Terzo, è probabile che Trump stia sfruttando questi sviluppi per preparare un attacco terrestre in Iran, avendo accumulato migliaia di truppe nella regione. Non ha inoltre concretizzato il suo piano di attaccare le infrastrutture civili iraniane, come aveva promesso la scorsa settimana se lo Stretto di Hormuz non fosse stato riaperto.

La maggior parte delle azioni giapponesi era in territorio positivo mercoledì. Advantest, uno dei principali fornitori nell'industria dei semiconduttori, è stato il maggiore rialzo con un aumento del 9.35%.

Le azioni di Chiba Bank sono salite dell'8.3%, mentre Fukuoka Financial, Sumitomo Mitsui Financial, Furukawa, Recruit Holdings e Yokohama Financial sono state tra i maggiori rialzi nell'indice Nikkei 225.

Altri tra i maggiori rialzi dell'indice includevano aziende come Japan Steel Works, Shizuoka Financial Group, Resona Holdings e Mizuho Financial Group.

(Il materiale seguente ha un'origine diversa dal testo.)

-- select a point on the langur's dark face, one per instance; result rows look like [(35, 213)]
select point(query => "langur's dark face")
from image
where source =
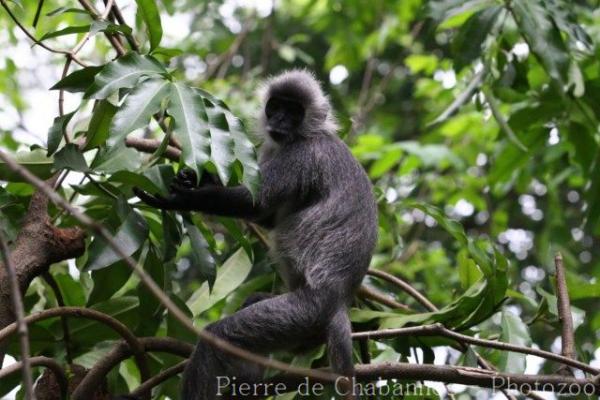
[(284, 118)]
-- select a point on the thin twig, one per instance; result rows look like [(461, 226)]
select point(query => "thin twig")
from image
[(405, 287), (159, 378), (38, 11), (151, 145), (369, 293), (88, 313), (439, 329), (564, 309), (116, 11), (121, 352), (454, 374), (19, 311), (49, 363)]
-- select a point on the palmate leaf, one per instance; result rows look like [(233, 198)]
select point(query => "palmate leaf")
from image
[(479, 301), (123, 73), (78, 81), (243, 149), (544, 39), (190, 126), (139, 106)]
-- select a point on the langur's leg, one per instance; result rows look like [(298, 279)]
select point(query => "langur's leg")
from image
[(262, 327)]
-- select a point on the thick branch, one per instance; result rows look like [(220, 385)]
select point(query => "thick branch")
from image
[(564, 309), (17, 303), (38, 245), (101, 231)]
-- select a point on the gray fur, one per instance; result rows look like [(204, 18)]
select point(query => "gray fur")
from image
[(318, 203)]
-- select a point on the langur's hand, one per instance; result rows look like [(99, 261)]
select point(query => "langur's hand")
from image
[(186, 177), (157, 201)]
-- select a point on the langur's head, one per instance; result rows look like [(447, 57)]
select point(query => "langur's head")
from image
[(296, 108)]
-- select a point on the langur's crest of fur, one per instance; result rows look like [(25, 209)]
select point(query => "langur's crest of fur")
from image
[(302, 86)]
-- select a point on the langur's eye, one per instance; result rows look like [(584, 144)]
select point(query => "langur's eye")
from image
[(271, 107)]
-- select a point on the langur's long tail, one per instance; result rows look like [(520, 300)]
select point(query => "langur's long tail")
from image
[(278, 323)]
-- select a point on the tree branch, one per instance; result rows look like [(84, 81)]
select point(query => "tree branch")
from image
[(455, 374), (120, 352), (38, 245), (49, 363), (405, 287), (159, 378), (19, 310), (564, 309), (368, 293), (88, 313), (101, 231)]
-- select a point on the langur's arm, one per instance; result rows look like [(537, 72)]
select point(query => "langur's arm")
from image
[(216, 200)]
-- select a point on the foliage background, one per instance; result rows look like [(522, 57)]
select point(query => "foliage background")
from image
[(486, 110)]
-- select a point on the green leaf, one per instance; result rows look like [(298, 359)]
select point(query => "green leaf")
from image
[(202, 259), (231, 275), (149, 305), (66, 10), (123, 73), (66, 31), (87, 332), (116, 158), (148, 11), (69, 157), (229, 143), (57, 131), (386, 162), (172, 236), (443, 9), (243, 150), (467, 44), (139, 106), (71, 290), (514, 331), (107, 281), (78, 81), (544, 39), (99, 126), (190, 126), (34, 161), (130, 236)]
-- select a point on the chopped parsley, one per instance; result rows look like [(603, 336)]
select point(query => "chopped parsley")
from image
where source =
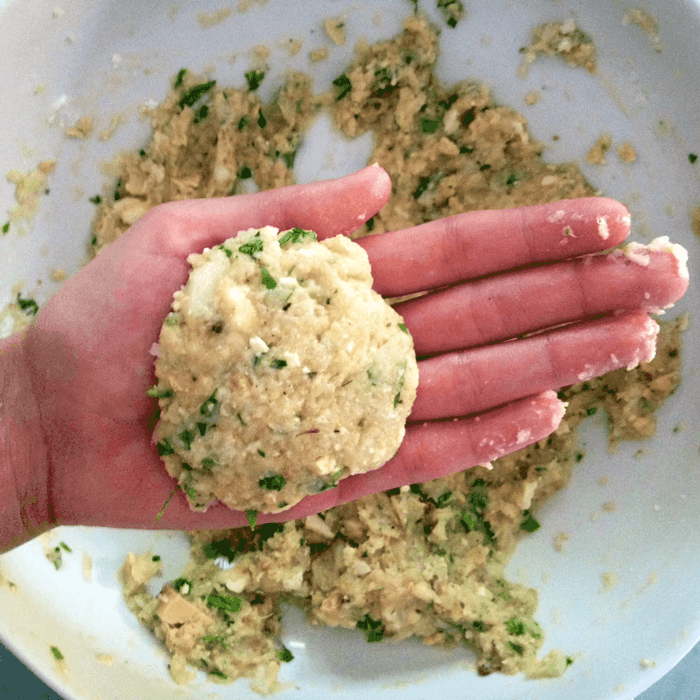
[(195, 93), (252, 518), (182, 585), (373, 628), (274, 482), (342, 82), (529, 524), (472, 517), (187, 436), (267, 279), (251, 247), (211, 638), (180, 77), (29, 306), (296, 235), (226, 603), (254, 78), (159, 392)]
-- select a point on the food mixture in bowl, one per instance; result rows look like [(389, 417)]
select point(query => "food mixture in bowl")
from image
[(281, 371), (425, 560)]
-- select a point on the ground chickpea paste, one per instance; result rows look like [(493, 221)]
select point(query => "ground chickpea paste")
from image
[(425, 560), (281, 371)]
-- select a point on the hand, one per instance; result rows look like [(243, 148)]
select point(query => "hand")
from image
[(88, 350)]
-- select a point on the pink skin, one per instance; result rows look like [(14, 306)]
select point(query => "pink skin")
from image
[(88, 351)]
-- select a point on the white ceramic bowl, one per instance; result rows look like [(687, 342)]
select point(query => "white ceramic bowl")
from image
[(77, 57)]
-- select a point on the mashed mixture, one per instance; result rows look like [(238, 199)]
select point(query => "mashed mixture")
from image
[(280, 371), (425, 560)]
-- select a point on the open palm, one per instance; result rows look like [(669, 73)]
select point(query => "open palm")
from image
[(500, 275)]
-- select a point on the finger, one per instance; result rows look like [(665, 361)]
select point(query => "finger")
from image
[(480, 243), (514, 303), (466, 382), (429, 450), (434, 449)]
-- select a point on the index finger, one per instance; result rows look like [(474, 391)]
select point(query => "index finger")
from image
[(480, 243)]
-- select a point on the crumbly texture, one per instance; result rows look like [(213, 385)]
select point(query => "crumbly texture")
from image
[(425, 560), (280, 371), (563, 39)]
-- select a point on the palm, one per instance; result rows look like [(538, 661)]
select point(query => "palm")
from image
[(92, 376)]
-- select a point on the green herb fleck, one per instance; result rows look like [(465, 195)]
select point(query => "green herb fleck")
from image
[(529, 524), (207, 639), (182, 585), (373, 628), (267, 279), (285, 655), (159, 392), (274, 482), (226, 603), (180, 77), (254, 78), (187, 436), (251, 247), (515, 626), (296, 235), (252, 518), (201, 113), (29, 306), (195, 93), (342, 82)]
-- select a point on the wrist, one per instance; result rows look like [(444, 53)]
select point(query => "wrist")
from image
[(24, 504)]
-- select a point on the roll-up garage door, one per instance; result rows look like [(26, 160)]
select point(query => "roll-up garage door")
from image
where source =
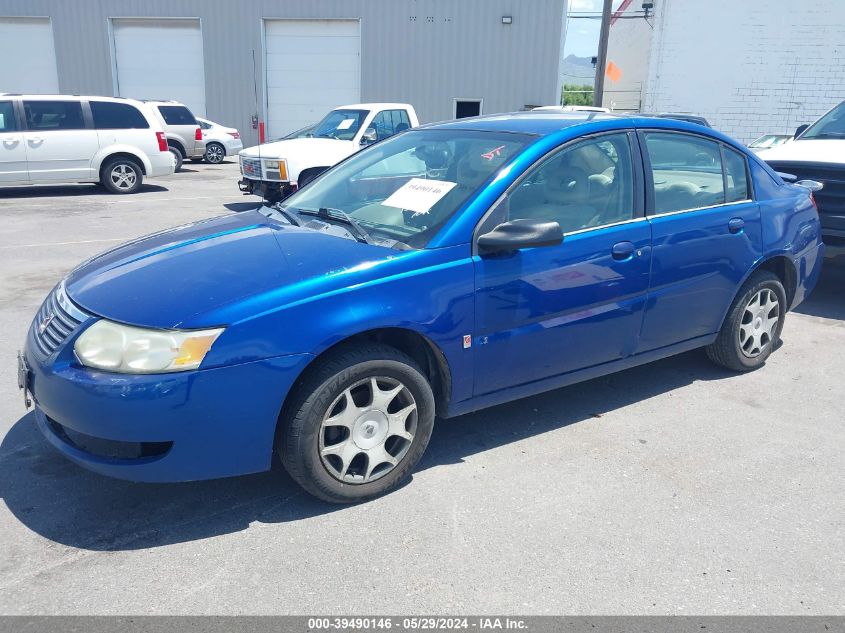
[(160, 59), (312, 66)]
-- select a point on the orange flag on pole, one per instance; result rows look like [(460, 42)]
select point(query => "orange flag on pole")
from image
[(613, 72)]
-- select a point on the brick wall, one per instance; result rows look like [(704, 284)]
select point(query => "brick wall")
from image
[(750, 67)]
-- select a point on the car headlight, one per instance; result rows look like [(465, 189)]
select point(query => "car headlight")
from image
[(131, 350)]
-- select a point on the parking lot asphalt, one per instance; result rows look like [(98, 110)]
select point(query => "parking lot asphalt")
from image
[(672, 488)]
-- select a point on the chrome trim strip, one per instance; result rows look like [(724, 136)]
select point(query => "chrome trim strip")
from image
[(68, 306), (712, 206)]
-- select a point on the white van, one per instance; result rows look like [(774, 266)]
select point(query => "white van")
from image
[(48, 139)]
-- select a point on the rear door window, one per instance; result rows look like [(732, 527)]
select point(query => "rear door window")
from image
[(736, 176), (686, 171), (177, 115), (54, 115), (117, 116), (7, 117)]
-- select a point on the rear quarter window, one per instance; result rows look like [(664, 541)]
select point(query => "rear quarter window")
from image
[(177, 115), (117, 116)]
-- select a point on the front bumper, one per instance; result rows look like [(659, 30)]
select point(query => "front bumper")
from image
[(162, 427)]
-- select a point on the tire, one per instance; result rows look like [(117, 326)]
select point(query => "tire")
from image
[(752, 329), (333, 461), (215, 153), (179, 158), (121, 175)]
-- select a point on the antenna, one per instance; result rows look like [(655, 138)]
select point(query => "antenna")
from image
[(255, 93)]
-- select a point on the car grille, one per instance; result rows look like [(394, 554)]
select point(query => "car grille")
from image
[(251, 167), (56, 321), (831, 199)]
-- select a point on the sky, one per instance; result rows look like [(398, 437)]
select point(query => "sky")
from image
[(582, 36)]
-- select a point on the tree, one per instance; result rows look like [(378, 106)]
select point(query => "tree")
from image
[(573, 94)]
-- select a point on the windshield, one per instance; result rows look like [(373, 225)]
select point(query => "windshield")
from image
[(341, 124), (407, 187), (831, 125)]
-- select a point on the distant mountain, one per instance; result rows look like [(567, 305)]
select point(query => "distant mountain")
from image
[(577, 70)]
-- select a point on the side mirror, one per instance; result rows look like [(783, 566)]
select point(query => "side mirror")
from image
[(516, 234), (812, 185), (369, 136)]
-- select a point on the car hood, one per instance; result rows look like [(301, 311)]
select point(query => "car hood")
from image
[(300, 147), (172, 278), (807, 151)]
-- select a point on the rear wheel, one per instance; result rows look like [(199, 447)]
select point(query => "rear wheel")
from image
[(358, 425), (179, 158), (121, 175), (752, 329), (215, 153)]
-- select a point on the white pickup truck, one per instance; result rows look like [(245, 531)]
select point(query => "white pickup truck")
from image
[(275, 170)]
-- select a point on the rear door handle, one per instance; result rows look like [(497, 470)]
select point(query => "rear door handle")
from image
[(736, 225), (622, 250)]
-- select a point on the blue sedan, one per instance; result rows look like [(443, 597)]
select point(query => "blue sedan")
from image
[(446, 269)]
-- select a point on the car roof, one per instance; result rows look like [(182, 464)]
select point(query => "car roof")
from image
[(46, 97), (546, 123), (537, 122), (374, 106)]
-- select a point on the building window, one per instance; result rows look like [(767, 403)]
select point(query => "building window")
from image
[(467, 107)]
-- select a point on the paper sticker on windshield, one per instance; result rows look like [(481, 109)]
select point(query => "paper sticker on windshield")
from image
[(419, 194), (493, 153)]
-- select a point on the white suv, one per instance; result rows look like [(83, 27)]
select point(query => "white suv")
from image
[(47, 139), (184, 135)]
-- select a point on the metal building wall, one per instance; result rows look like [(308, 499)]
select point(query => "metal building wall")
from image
[(425, 52)]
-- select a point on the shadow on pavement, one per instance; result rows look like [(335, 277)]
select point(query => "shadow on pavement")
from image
[(828, 299), (69, 505), (50, 191)]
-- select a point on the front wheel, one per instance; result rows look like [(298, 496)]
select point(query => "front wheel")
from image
[(752, 329), (358, 425), (121, 175), (215, 153)]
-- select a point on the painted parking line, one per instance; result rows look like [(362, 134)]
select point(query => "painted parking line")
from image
[(43, 244)]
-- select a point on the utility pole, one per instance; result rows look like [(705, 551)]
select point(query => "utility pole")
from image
[(601, 58)]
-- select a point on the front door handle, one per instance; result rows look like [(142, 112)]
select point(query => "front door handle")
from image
[(736, 225), (622, 250)]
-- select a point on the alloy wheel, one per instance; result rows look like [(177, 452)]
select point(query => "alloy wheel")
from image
[(123, 176), (214, 154), (368, 430), (759, 323)]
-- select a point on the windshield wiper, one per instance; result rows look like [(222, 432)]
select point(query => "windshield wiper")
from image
[(287, 215), (327, 213), (826, 135)]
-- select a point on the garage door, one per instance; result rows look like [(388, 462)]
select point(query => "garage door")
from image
[(312, 66), (160, 59), (29, 42)]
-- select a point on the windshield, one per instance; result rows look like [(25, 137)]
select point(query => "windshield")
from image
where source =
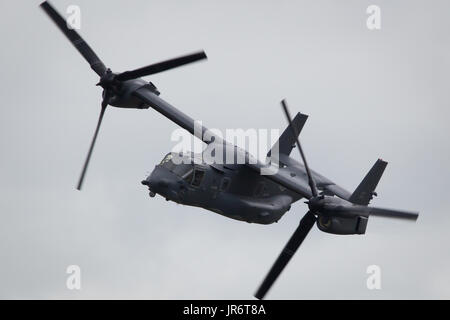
[(178, 169)]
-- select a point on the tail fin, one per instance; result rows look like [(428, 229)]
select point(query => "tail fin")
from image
[(286, 142), (366, 189)]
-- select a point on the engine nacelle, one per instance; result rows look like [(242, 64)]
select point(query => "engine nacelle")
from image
[(339, 225)]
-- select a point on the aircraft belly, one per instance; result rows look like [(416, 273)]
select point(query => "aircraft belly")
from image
[(252, 210)]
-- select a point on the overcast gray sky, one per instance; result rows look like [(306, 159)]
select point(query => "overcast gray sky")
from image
[(369, 94)]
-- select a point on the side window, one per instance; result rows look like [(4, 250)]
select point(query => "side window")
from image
[(260, 189), (188, 176), (224, 184), (198, 177)]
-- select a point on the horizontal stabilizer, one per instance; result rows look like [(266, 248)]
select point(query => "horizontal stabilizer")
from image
[(286, 142), (366, 189)]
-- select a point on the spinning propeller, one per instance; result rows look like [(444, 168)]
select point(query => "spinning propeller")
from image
[(109, 81), (319, 206)]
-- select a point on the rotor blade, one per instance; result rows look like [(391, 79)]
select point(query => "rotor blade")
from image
[(389, 213), (291, 247), (311, 182), (78, 42), (88, 157), (161, 66), (352, 211)]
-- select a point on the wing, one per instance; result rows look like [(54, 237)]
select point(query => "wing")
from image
[(284, 177), (172, 113)]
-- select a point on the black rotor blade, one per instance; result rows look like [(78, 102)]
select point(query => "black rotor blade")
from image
[(78, 42), (311, 182), (88, 157), (161, 66), (390, 213), (291, 247)]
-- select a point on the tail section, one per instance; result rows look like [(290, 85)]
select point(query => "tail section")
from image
[(366, 189), (286, 142)]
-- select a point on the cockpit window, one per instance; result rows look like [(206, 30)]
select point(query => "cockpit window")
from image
[(198, 177), (189, 176), (166, 159)]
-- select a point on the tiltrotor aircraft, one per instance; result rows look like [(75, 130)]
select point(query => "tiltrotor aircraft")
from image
[(237, 190)]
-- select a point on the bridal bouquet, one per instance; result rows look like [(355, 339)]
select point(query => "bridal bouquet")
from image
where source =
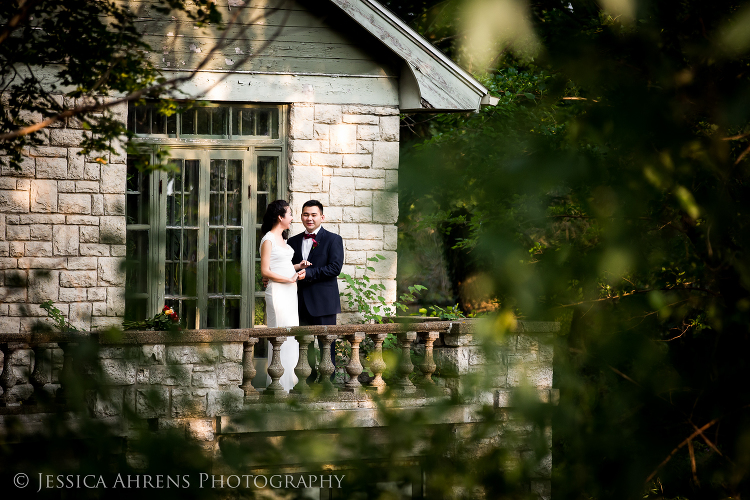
[(167, 319)]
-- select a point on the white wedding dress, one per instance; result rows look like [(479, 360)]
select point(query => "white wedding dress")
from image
[(281, 308)]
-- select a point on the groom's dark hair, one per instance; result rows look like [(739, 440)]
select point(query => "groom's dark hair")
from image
[(313, 203)]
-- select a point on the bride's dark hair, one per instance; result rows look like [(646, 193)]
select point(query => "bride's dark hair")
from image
[(275, 210)]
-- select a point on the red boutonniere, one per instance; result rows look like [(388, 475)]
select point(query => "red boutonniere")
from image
[(312, 237)]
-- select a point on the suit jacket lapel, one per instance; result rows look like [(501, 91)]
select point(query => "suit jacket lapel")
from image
[(296, 243)]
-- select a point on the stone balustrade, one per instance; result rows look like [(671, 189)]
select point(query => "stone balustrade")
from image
[(209, 373)]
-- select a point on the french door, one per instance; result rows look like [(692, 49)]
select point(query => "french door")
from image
[(210, 207)]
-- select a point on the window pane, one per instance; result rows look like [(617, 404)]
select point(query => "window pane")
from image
[(190, 262), (232, 313), (138, 191), (263, 118), (142, 123), (203, 121), (174, 188), (215, 277), (219, 120), (262, 205), (258, 277), (172, 124), (158, 122), (136, 309), (191, 192), (234, 192), (260, 312), (214, 313), (268, 167), (188, 122), (215, 243), (217, 197), (136, 261), (186, 310)]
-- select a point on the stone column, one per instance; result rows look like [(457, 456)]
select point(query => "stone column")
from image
[(326, 367), (276, 370), (248, 370), (377, 365), (8, 379), (428, 366), (405, 366), (303, 369), (354, 368)]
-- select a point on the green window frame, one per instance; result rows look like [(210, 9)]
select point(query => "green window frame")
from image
[(193, 230)]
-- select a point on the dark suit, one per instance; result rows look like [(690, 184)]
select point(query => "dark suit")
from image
[(318, 294)]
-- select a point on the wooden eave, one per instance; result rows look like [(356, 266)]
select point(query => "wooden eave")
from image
[(430, 81)]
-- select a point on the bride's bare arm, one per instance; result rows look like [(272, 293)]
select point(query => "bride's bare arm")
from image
[(265, 265), (302, 265)]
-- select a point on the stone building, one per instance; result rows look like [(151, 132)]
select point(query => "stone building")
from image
[(314, 114)]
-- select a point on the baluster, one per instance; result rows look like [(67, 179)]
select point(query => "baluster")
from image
[(405, 366), (66, 374), (8, 379), (354, 367), (428, 365), (248, 370), (276, 370), (42, 374), (326, 368), (303, 369), (377, 365)]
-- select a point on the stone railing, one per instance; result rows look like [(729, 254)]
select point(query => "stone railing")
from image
[(201, 381), (208, 373)]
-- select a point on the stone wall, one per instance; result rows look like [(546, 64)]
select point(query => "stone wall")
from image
[(346, 156), (172, 381), (62, 232), (62, 217)]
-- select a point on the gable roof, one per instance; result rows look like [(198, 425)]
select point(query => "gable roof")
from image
[(430, 81)]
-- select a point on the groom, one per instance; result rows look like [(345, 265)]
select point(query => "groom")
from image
[(317, 294)]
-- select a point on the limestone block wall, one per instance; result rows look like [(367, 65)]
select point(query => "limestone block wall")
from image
[(346, 156), (62, 232), (171, 381)]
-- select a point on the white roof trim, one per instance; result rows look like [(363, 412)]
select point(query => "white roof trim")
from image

Analisi tecnica dell'indice Nikkei 225 

nikkei 225

Grafico dell'indice Nikkei | Fonte: TradingView 

Il grafico a timeframe giornaliero mostra che l'indice Nikkei 225 è rimbalzato fino a un massimo di ¥53,340 mercoledì, in leggero rialzo rispetto al punto più basso di marzo. Questo rimbalzo è avvenuto dopo la formazione di un pattern a doppio minimo, un segnale di inversione rialzista comune nell'analisi tecnica.

L'indice è salito al di sopra della Media Mobile Esponenziale (EMA) a 100 giorni e sta tentando di entrare nella nube di Ichimoku.

Pertanto, ulteriori guadagni potrebbero spingerlo dall'attuale ¥53,314 al livello psicologico di ¥55,000. D'altro canto, una discesa al di sotto del livello del doppio minimo a ¥50,557 invaliderebbe il quadro rialzista e indicherebbe ulteriori ribassi.